What it does well: I'm biased, so here's what I'd point to if I were trying to be objective.
Lumen is the only app in this comparison that treats speed reading as a skill set rather than a single trick. The seven techniques aren't gimmicks — each has research behind it (Rayner et al. 2016 covers the evidence for most of them), and the app teaches you when to apply each one. RSVP for email newsletters, SQ3R for research papers, skimming for daily news — matching technique to context is where the real efficiency gains come from.
The ERR metric is, I believe, a meaningful differentiator. Tracking comprehension alongside speed prevents the "going fast but retaining nothing" trap that pure WPM tracking creates. The adaptive training adjusts difficulty based on your ERR, not just your speed, so it pushes you to get genuinely faster rather than just feeling faster.
Where it falls short: Lumen is more demanding than the alternatives. There's a learning curve — seven techniques plus comprehension testing means more investment upfront than pasting text into Spreeder and hitting play.
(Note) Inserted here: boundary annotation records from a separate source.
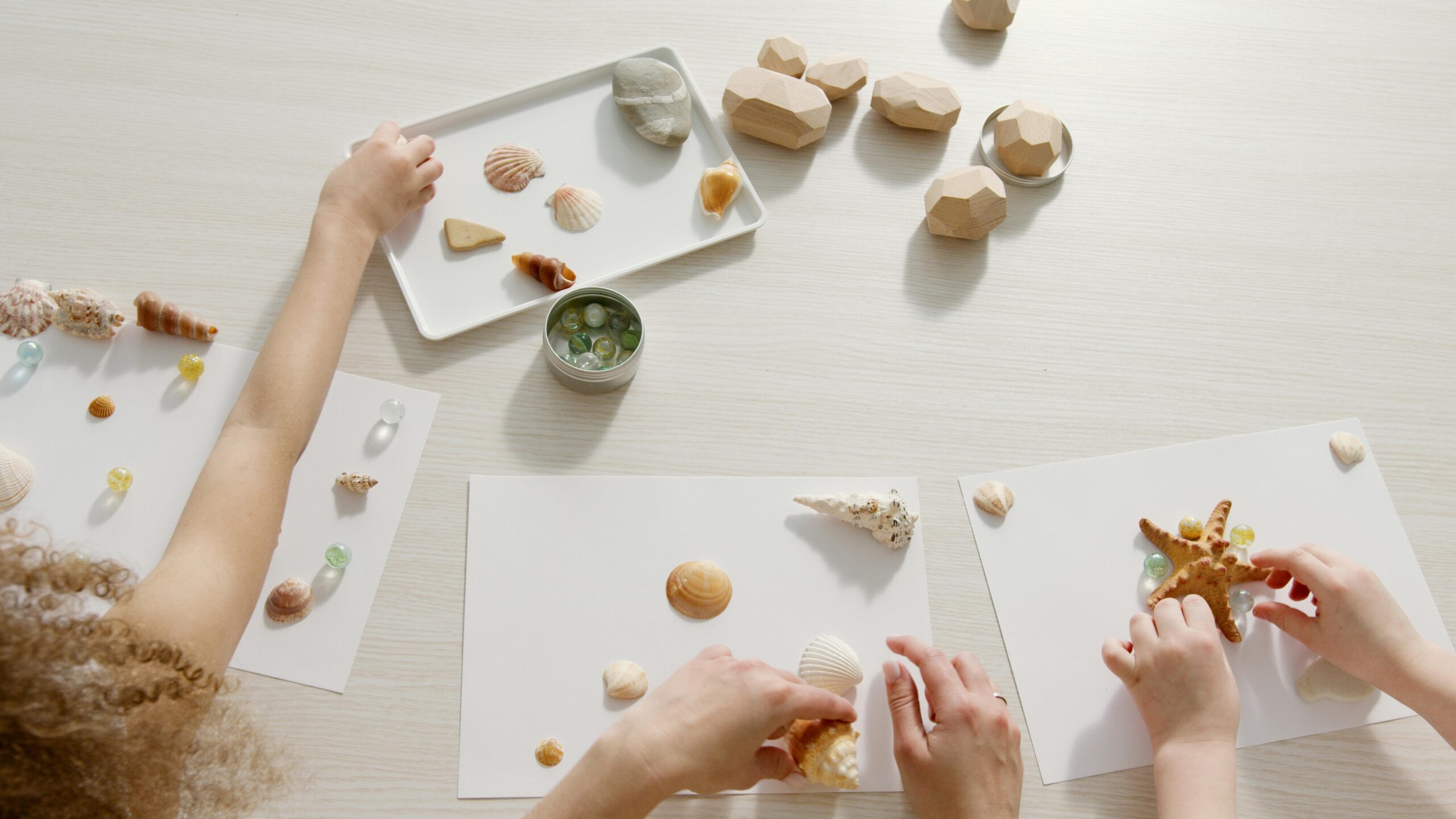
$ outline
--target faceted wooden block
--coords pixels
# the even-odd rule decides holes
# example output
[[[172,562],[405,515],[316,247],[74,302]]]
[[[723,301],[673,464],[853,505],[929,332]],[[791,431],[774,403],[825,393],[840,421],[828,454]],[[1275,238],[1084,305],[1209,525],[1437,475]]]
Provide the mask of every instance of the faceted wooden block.
[[[801,149],[823,137],[831,111],[818,87],[757,66],[738,68],[724,87],[732,127],[783,147]]]
[[[802,77],[808,63],[808,50],[792,36],[770,36],[759,50],[759,67],[791,77]]]
[[[961,118],[961,98],[949,85],[914,71],[875,80],[874,108],[895,125],[949,131]]]
[[[1005,220],[1006,185],[983,165],[942,173],[925,192],[925,222],[936,236],[981,239]]]
[[[869,63],[853,54],[824,57],[804,70],[804,82],[818,86],[831,101],[865,87],[868,77]]]
[[[1012,173],[1041,176],[1061,156],[1061,119],[1040,102],[1012,102],[996,117],[996,153]]]
[[[1002,31],[1016,19],[1021,0],[951,0],[961,22],[973,29]]]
If you want a tool you can use in 30 seconds with zero training, Lumen isn't that.
The content library is also younger than Blinkist's or Speechify's massive catalogs. For readers who want a built-in library of material, the selection is growing but not yet at the scale of apps that have been in market for years.
And the honest truth: structured reading practice requires consistency. Lumen's training works, but it works over weeks and months, not overnight. Anyone promising overnight results is lying — but the time investment is still a real barrier for people with packed schedules.
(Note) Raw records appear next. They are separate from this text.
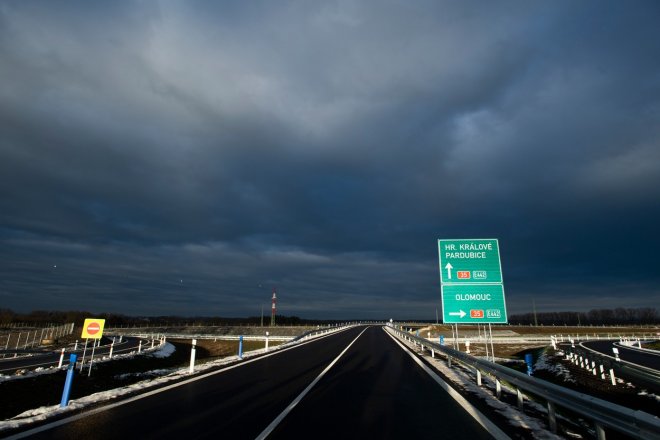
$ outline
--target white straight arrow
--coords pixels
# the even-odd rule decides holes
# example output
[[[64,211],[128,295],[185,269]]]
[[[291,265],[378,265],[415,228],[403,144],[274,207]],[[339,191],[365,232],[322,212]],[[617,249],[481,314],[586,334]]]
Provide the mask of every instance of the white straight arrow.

Best for: Readers who want to systematically improve their actual reading ability — not just consume content differently — and are willing to invest 15–20 minutes a day in deliberate practice.
Rating: I'll let you decide this one. Rating your own product is a conflict of interest I'd rather not pretend to resolve.
The Honest Comparison Matrix
| Feature | Spreeder | Blinkist | Speechify | Lumen |
|---|---|---|---|---|
| Teaches reading techniques | 1 (RSVP) | 0 | 0 | 7 |
| Measures comprehension | No | N/A | No | Yes |
| Tracks ERR | No | No | No | Yes |
| Adaptive difficulty | No | No | No | Yes |
| Works with your own content | Yes | No | Yes | Yes |
| Built-in content library | No | Yes (large) | Yes (large) | Yes (growing) |
| Improves reading skill | Partially | No | No | Yes |
| Helps consume more content | Somewhat | Yes | Yes | Yes |
| Learning curve | Low | Low | Low | Medium |
| Free tier available | Yes | Limited | Limited | Yes |
What I'd Actually Recommend
If you want broad exposure to book ideas and don't care about reading speed: Blinkist.
If you want to "read" while doing other things: Speechify.
If you want a quick, simple RSVP reader with no learning curve: Spreeder.
If you want to actually get better at reading — faster comprehension, better retention, skills that transfer to everything you read: that's what we built Lumen to do. It's more work upfront, and I won't pretend otherwise. But the skills compound in a way that tools and content libraries don't.